Curt Brown
See more of the story

On a train to Mississippi in 1922, Anna Arnold Hedgeman first faced overt racism as jarring as the rumbling of the rails. From St. Paul to Chicago, she rode in the dining car open to both Black and white passengers. But when the train reached Cairo, Ill., the conductor moved her to the "colored" car behind the locomotive.

"I was shocked by all the ugliness that is the South — the Jim Crowism and segregation," she told Twin Cities audiences in 1950. And after working as executive director of a YWCA in Springfield, Ohio, she found "the Midwest was not much better."

Born in Iowa in 1899, Anna Arnold moved to Anoka as a child, the oldest of six in the city's lone Black family. In 1922, after becoming Hamline University's first African American graduate, she launched a career as a civil rights and women's rights crusader — working in the Truman administration, busting racial barriers in the New York mayor's Cabinet, playing a key role in the 1963 March on Washington and helping to found the National Organization for Women in 1966.

While many of her pioneering accomplishments came after she left Minnesota, Hedgeman returned to the Twin Cities in 1950 with her outspoken nature in full bloom during a series of speeches in which she toyed with a presidential run — though she admitted she was too busy to run.

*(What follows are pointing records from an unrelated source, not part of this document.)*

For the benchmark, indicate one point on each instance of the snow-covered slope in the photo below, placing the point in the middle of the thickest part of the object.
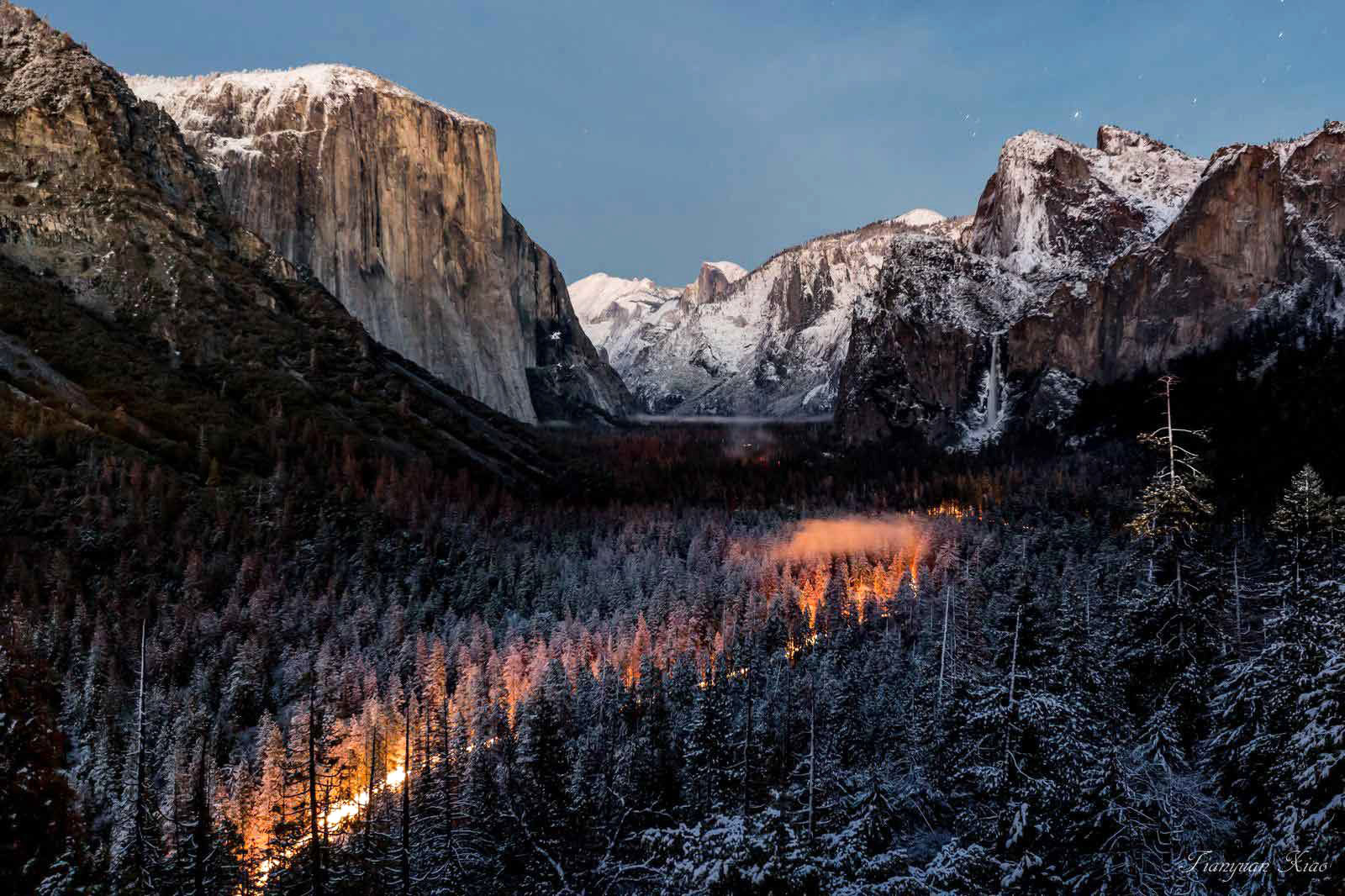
(393, 202)
(1089, 266)
(619, 315)
(767, 342)
(1059, 208)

"I think it's time that we ask white people, 'Aren't you embarrassed at keeping the fruits of democracy to yourselves?' It's time we said, 'You're missing a bet. Let's use everybody, not just the chosen few. We, the Negroes, are your greatest asset in the war for men's minds.' "

Hedgeman's parents, William and Marie Arnold, were born in the South and moved to Marshalltown, Iowa, where he worked as a music teacher. William Arnold, who later became a newspaper editor, "created an environment that prioritized education and a strong work ethic," and Anna learned to read at home, according to blackpast.org, an African-American history website.

When her first of two books, "The Trumpet Sounds," was published in 1965, Minneapolis Tribune staff writer Lora Lee Watson — a former Anoka neighbor of the Arnold family — wrote the review. "We in Anoka always felt that what distinguished the Arnolds was not their color but the fact that they had more talent, intelligence and charm concentrated in their home than probably any other home in town," Watson wrote.

After Hedgeman's second book, "The Gift of Chaos," came out in 1977, Watson wrote that Hedgeman was "uniquely qualified to recount the story of racial unrest and rebellion" because she had "devoted a half-century to the crusade for equality for all."

An English major at Hamline, Hedgeman was inspired to become a teacher after hearing a speech at school by educator and civil rights giant W.E.B. Du Bois. Her quest to teach in St. Paul hit a roadblock when the district refused to hire Black teachers, so she took a job in 1922 at historically Black Rust College in Holly Springs, Miss.

After two years in Mississippi, Arnold ran YWCA branches in Ohio, New Jersey, Pennsylvania and New York. She married Merritt Hedgeman, a folk and opera musician, in 1933.

In the 1940s, Hedgeman became a leading equal-employment champion in Washington, ranking "among the core personalities" who fought for fair employment for African Americans, historian Hettie V. Williams wrote. In the 1950s she was an assistant to New York Mayor Robert Wagner before quitting in protest over gender discrimination and housing policy, and she ran unsuccessfully for Congress and New York City Council president as a Democratic candidate in the 1960s.

In 1963, Hedgeman was the only woman on the planning committee for the March on Washington, where the Rev. Martin Luther King would deliver his "I Have a Dream" speech. Without her forethought, that moment might not have happened at all.

Two marches had been planned for the nation's capital — King's march for a civil rights bill in July and a massive jobs rally planned by activist A. Philip Randolph for October. "It occurred to me … that there would be a division of forces, dissipating the impact so necessary for proper effect," wrote Hedgeman, who persuaded organizers to combine the events.

Then she lashed out when she saw the program included no Black women speakers: "In light of the role of the Negro women in the struggle for freedom … it is incredible that no woman should appear."

Daisy Bates, an Arkansas civil rights leader, eventually made brief remarks on that historic day.

A year later, Hedgeman was back in Minnesota to speak at the then-College of St. Catherine, where she urged women to get more political: "We must consciously understand where the power lines are and arrange for capable women to be a part of the power structure."

Hedgeman died at age 90 in 1990 in New York City. In 2011, Hamline named its multicultural program the Hedgeman Center for Student Diversity Initiatives and Programs.